Sunday, January 15, 2012

The Idler, Tuesday, January 17, 2012

The fight gets dirty

THE CAMPAIGN for the Republican Party candidacy to take on Barack Obama in this year's presidential election is turning nasty. A barrage of attack ads on TV is but a foretaste of the real campaign when it's Republican versus incumbent Democrat.

A campaign supporting front-runner Mitt Romney spent $12 million just in Iowa, targeting former Speaker of the House of Representatives Newt Gingrich.

And a pro-Gingrich campaign has now turned on Romney. An attack ad derides him for speaking French. Another shows him driving to Canada with the family dog in a kennel strapped to the roof of his car. Yet another quotes him saying he hunts, rabbits, rodents and "small varmints."

This is devastating stuff, really nasty! What won't they say about Obama?

As she is spoke

THEY say that if you can correctly pronounce every word in this poem by Hollander Gerard Nolst Trenite, you will be speaking English better than 90 percent of the world's native English-speakers.

After trying the verses, a Frenchman said he'd prefer six months of hard labour to reading six lines aloud.

It's rather a long poem but here goes with a section:

Dearest creature in creation,

Study English pronunciation.

I will teach you in my verse

Sounds like corpse, corps, horse, and worse.

I will keep you, Suzy, busy,

Make your head with heat grow dizzy.

Tear in eye, your dress will tear.

So shall I! Oh hear my prayer.

Just compare heart, beard, and heard,

Dies and diet, lord and word,

Sword and sward, retain and Britain.

(Mind the latter, how it's written.)

Now I surely will not plague you

With such words as plaque and ague.

But be careful how you speak:

Say break and steak, but bleak and streak;

Cloven, oven, how and low,

Script, receipt, show, poem, and toe.

Hear me say, devoid of trickery,

Daughter, laughter, and Terpsichore,

Typhoid, measles, topsails, aisles,

Exiles, similes, and reviles;

Scholar, vicar, and cigar,

Solar, mica, war and far;

One, anemone, Balmoral,

Kitchen, lichen, laundry, laurel;

Gertrude, German, wind and mind,

Scene, Melpomene, mankind.

Billet does not rhyme with ballet,

Bouquet, wallet, mallet, chalet.

Blood and flood are not like food,

Nor is mould like should and would.

Viscous, viscount, load and broad,

Toward, to forward, to reward ...

 

 

It carries on and on. That's what you get when you speak a combination of Saxon, Scandinavian and French. But at least one Hollander got on top of it.

 

 

 

Stable home

A WOMAN on the Isle of Lewis – part of the Outer Hebrides group, off Scotland – has scandalised her neighbours by setting up a stall for her horse in the living room of her home.
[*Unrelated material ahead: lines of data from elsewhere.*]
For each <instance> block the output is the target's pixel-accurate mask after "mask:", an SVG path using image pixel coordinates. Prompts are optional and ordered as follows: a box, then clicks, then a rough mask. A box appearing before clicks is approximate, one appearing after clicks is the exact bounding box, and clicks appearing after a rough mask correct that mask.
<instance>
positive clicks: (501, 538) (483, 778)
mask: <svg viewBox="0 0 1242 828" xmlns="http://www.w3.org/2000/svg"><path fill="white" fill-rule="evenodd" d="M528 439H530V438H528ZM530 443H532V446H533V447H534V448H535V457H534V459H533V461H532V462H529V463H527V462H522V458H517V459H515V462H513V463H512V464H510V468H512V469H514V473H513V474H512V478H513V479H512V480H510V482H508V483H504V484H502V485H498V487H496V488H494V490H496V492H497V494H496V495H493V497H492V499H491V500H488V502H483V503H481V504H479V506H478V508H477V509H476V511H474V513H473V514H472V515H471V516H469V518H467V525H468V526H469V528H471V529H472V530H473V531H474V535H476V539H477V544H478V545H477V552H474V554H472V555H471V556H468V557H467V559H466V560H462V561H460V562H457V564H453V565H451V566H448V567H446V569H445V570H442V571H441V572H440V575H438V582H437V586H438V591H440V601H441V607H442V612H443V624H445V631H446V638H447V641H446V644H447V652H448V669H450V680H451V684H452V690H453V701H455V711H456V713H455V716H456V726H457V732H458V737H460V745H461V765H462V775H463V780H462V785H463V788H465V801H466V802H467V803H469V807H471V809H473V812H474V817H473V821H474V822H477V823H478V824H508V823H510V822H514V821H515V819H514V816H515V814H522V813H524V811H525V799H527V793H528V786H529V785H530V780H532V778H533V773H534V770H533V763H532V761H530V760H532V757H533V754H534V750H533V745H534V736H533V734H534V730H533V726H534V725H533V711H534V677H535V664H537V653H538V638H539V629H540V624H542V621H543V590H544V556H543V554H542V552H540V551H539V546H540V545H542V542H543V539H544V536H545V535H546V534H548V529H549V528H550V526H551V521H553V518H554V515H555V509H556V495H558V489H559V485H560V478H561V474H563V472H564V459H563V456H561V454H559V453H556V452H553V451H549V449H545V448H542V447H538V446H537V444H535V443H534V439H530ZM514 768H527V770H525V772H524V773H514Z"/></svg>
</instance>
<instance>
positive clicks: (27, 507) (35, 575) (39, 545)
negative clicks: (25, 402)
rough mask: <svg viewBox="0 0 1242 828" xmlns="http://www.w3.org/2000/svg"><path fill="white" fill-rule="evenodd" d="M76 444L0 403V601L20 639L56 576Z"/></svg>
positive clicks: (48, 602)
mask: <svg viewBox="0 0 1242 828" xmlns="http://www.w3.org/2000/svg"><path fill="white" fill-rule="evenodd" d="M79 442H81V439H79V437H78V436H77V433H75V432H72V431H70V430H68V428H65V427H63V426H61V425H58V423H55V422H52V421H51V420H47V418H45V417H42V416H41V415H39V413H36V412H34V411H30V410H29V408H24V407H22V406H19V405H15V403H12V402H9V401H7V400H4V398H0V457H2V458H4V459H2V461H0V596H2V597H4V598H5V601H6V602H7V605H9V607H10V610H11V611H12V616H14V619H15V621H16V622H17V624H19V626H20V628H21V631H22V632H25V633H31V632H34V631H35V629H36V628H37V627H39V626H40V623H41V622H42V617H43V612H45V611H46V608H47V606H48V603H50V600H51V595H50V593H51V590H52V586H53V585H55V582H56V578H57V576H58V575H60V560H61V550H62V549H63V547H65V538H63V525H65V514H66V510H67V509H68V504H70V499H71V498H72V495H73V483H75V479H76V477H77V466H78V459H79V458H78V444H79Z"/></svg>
Irish-born Stephanie Noble says nobody in the neighbourhood would provide a barn or other accommodation for her three-year-old pony, Grey Lady Too, so she had to take her into the house.

She's nailed planks into place to make a pen, put in ceiling braces and used dining room chairs as a railing. She's also put down rubber mats, straw and cat litter, and mucks out every day with disinfectant.

Being from Ireland, where pigs and lambs often live in the kitchen, Stephanie is comfortable with the arrangement. But her neighbours are aghast and have complained to the Western Isles Council.

Not everyone is comfortable with close proximity to animals. There was once a farmer outside Pietermaritzburg who slept on an enormous bed specially made for himself, his 14 large dogs and his current wife.

Current wife because the ladies tended to move on with regularity. Romance is one thing but sharing it with the Quorn Hunt quite another.

 

Tailpiece

AN EXTRACT from a dialogue at sea by aldis lamp between the Canadians and the Americans:

Canadians: "Divert course 15 degrees south to avoid collision."

Americans: "Recommend you divert course 15 degrees north to avoid collision."

Canadians: "Negative. You divert course 15 degrees south to avoid collision."

Americans: "This is the captain of a US Navy ship. I say again divert your course."

Canadians: "Divert your course."

Americans: "This is the aircraft carrier USS Lincoln, the second largest ship in the United States Atlantic fleet. I demand you change your course 15 degrees north or counter-measures will be taken to ensure the safety of this ship."

Canadians: "This is a lighthouse. Your call."

 

Last word

Criminal: A person with predatory instincts who has not sufficient capital to form a corporation.